In my experience, it can be a beautiful experience to feed by bottle. My husband and I still talk about those precious moments -- holding them, providing for them, and loving them. In those sweet times, nothing else mattered. It was just them and us. Such love. Such tenderness. I may have felt a closer attachment physically through breastfeeding, I don’t know. But what I do know is that we created strong bonds in those moments between provider and recipient. Their sheer dependence brought a responsibility and attachment I’ve never known otherwise. Besides my favorite furry friend - which is truly no comparison - I’ve never known the weight of being the sole provider for another person’s life. That kind of honor surely builds bonds.

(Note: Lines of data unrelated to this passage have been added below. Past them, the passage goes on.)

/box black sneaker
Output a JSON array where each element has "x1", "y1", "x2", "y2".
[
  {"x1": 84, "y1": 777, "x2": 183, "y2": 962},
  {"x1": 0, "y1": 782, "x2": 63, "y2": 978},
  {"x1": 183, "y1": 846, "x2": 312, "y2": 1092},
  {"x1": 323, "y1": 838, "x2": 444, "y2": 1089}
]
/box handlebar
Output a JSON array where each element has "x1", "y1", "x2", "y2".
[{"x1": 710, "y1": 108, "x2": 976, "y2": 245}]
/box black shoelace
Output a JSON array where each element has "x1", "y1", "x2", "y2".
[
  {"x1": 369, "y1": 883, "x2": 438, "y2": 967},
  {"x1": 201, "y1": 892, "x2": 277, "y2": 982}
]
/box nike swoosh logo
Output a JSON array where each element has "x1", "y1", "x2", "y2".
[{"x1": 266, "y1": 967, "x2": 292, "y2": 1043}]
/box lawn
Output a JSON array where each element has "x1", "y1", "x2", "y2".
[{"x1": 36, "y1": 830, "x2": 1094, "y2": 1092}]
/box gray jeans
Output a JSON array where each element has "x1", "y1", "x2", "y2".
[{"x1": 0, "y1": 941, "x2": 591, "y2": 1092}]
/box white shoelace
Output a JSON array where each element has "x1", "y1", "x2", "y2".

There are many ways to bond with your baby, and as our children grow, we find new ways each day. In that first year, we figured out how to make bottle feeding a sweet and intentional time with our boys, even though I couldn’t feed them from my breast. It was something I grieved at first, but something I learned to celebrate -- our special connection from parent to child, providing their needs and going the extra mile to give them the healthiest options available. Adoptive families -- and all families -- have so many ways to bond with their babies, even after they’re past the bottle stage.